The picture that Jesus used to depict this conformation process was one of a vine and its branches. Jesus said:

Abide in Me, and I in you. As the branch cannot bear fruit of itself, unless it abides in the vine, neither can you, unless you abide in Me. I am the vine, you are the branches. He who abides in Me, and I in him, bears much fruit; for without Me you can do nothing.… If you abide in Me, and My words abide in you, you will ask what you desire, and it shall be done for you. By this My Father is glorified, that you bear much fruit; so you will be My disciples. (John 15:4–5, 7–8)

When you look at a vine, it is virtually impossible to tell where the vine stalk and its branches begin and end. The sap flows through a vine into its branches, pushing out growth and producing fruit. It is a living process, not a mechanical one

What Jesus calls each of us to do is to so abide in Him—to rely solely upon His Holy Spirit to give life to our spirits. Ultimately, as we live in Christ and He lives in us, the Holy Spirit conforms us fully to Christ's nature. Sinning becomes foreign to us; righteousness becomes the norm of our lives (1 John 3:5–6, 5:18).

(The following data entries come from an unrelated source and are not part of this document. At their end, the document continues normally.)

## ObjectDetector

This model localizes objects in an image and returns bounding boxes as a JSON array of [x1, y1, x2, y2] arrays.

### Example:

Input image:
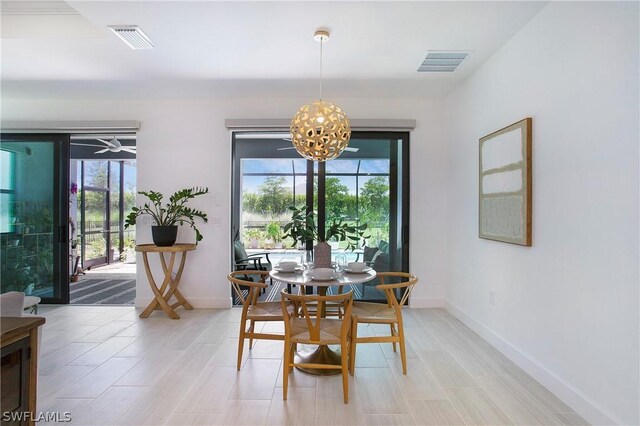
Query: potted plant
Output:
[[265, 222, 281, 249], [245, 228, 262, 249], [283, 206, 368, 267], [125, 187, 209, 246]]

What exactly is it that is conformed? Our speech and our behaviors. We speak what is true, loving, and right. We do what is righteous, loving, and of most help. We respond to life's circumstances and situations just as Jesus would respond to them.

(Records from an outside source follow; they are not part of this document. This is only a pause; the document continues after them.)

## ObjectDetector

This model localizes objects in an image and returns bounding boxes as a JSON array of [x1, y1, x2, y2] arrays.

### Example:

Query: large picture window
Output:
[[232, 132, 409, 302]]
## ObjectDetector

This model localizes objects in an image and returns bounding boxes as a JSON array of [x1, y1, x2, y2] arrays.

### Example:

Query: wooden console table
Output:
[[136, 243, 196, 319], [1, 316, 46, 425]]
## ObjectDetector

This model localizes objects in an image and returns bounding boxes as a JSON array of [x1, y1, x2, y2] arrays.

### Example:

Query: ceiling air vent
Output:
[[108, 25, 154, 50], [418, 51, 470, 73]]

In a practical way, how do we “abide” in Christ? Jesus said, “If My words abide in you.” Again, we must take in the Word of God into our lives so that we fully understand God's commandments, the teachings of Jesus, and the way that God desires for us to live. This goes beyond a frequent reading of God's Word to a real study of God's Word. God's Word abides in us when we seek out the deeper riches of meaning in it—getting answers to our questions, solutions to our problems, and insights into what God has ahead for us. Study takes time. It requires focus. But it is something that is doable for every person. God will always take you at your current level of understanding and, as you read and study His word, move you to a deeper level of understanding.

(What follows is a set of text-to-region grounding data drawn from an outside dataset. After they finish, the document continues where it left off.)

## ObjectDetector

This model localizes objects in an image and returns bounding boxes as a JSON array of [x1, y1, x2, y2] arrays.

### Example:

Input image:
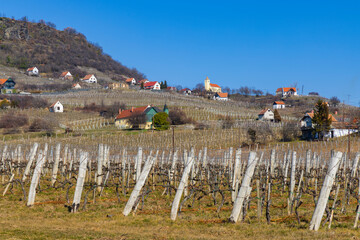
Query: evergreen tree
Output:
[[140, 82, 144, 89], [153, 112, 170, 130], [312, 100, 332, 140], [274, 109, 281, 122]]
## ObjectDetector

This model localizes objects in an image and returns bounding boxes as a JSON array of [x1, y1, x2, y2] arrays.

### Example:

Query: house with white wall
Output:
[[126, 78, 136, 85], [276, 87, 297, 97], [258, 109, 274, 121], [214, 92, 229, 101], [144, 81, 161, 90], [49, 101, 63, 113], [60, 71, 73, 80], [273, 101, 285, 109], [81, 74, 97, 83], [26, 67, 39, 76]]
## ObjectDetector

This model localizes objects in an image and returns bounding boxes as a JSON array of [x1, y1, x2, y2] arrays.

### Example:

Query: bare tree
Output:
[[128, 113, 146, 129]]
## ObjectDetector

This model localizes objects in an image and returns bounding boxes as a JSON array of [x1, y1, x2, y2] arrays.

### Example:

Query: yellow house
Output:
[[204, 77, 221, 92], [115, 105, 162, 129], [108, 82, 129, 90]]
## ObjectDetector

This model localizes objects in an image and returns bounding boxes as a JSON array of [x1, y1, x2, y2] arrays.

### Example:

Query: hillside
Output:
[[0, 17, 145, 81]]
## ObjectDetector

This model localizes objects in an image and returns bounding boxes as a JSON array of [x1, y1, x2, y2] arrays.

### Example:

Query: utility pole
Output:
[[172, 126, 175, 153]]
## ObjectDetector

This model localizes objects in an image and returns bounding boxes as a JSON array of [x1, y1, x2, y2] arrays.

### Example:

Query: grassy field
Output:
[[1, 178, 360, 240]]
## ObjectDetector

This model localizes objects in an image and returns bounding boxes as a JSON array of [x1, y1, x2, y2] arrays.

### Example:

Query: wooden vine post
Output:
[[123, 153, 155, 216], [309, 151, 343, 231], [229, 151, 258, 223], [72, 152, 89, 213]]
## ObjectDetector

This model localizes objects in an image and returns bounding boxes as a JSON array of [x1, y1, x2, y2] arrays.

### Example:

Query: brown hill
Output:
[[0, 17, 145, 81]]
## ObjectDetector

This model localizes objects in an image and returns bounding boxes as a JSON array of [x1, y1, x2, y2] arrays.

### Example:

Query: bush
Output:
[[248, 128, 256, 144], [194, 122, 209, 130], [7, 96, 48, 109], [281, 122, 300, 142], [80, 102, 126, 118], [168, 107, 193, 125], [0, 114, 28, 128], [128, 113, 146, 129], [28, 117, 55, 134], [153, 112, 170, 130], [221, 116, 234, 129]]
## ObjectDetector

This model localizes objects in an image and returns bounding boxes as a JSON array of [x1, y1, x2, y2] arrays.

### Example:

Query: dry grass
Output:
[[1, 180, 360, 240]]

We also abide in Christ by communicating with God on a continual, continuous basis. Prayer becomes a way of life for us. We are always consulting God in our spirits. We are always mindful of His presence. We are always in a state of thanksgiving and praise and appreciation for what He is doing for us, in us, and through us. We talk to God regularly—in our minds and in our spoken words of praise and petition.

We spend time alone with God, listening for Him to speak to us. We share with Him the innermost secrets and desires of our hearts. We develop a spiritually intimate relationship with God.

And the encouraging news is that every Christian believer can do this! Each of us can choose to spend time in the Word, in prayer, and in listening to God,

As you read the verses below, be encouraged that you are becoming like Jesus as you abide in Him, study His Word, spend time in prayer, and rely on Him with increasing trust.


What the Word Says
Behold what manner of love the Father has bestowed on us, that we should be called children of God!… Beloved, now we are children of God; and it has not yet been revealed what we shall be, but we know that when He is revealed, we shall be like Him, for we shall see Him as He is. And everyone who has this hope in Him purifies himself, just as He is pure. (1 John 3:1–3)

What the Word Says to Me








What the Word Says
And you know that He was manifested to take away our sins, and in Him there is no sin. Whoever abides in Him does not sin. (1 John 3:5-6b)

What the Word Says to Me








What the Word Says
And this I pray, that your love may abound more and more in knowledge and all discernment, that you may approve the things that are excellent, that you may be sincere and without offense till the day of Christ, being filled with the fruits of righteousness which are by Jesus Christ, to the glory and praise of God. (Phil. 1:9–11)

What the Word Says to Me








What new insights do you have into God's conformation process?





How do you feel about the fact that God is conforming you into the likeness of Christ Jesus?





In what ways are you being challenged or encouraged in your spirit?